Filmmaker Kurt Kuenne set out to make a film just for family and friends, a cinematic scrapbook which would capture childhood friend Andrew Bagby in happier times before his murder.
Instead it grew into something with far more widespread impact, and remains an enduring masterpiece of the genre.
The $1.98 version of Mad Max.
That’s how The Toronto Sun described this apocalyptic tale of a comic book-addled teen who becomes a sort-of superhero, while people die in creative, and frequently grody ways.
Is that a bad thing? Asking for a friend.
Hey, this is obviously not for kids, no matter the title, but if you come to it a bit unhinged, it’s a great time.
You got robots, friendly and otherwise, a hero who rides a BMX bike, and the great Michael Ironside as a baddie who would make Darth Vader tremble a bit.

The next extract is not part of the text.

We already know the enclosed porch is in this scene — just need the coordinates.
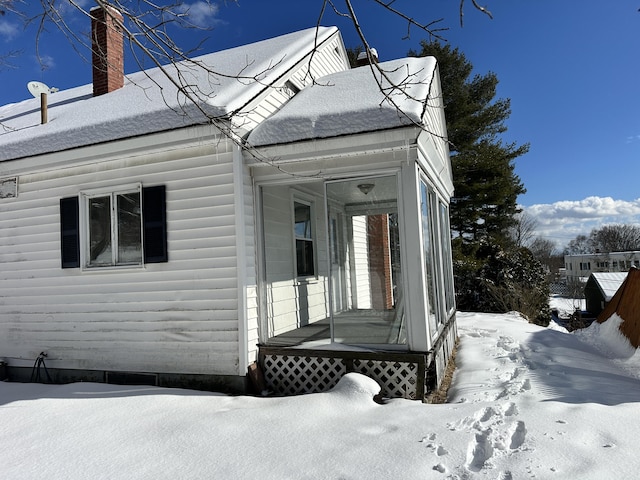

Found my sweet spot, baby!
If you can’t beat ’em, beat ’em up.
A tale of minor league hockey enforcers, it has all the bloody action you’d expect, and twice the heart.
Seann William Scott scores as Doug “The Thug” Glatt, who stumbles into a new job after rumblin’ in the stands as a fan.
While he’s a newcomer to the world of icy beat-downs, career enforcer Ross “The Boss” Rhea (an imposing Liev Schreiber) has been handing out concussions for two decades-plus.
Circling each other like De Niro and Pacino in Heat, including a great face-to-face in a diner, the duo shoot and score.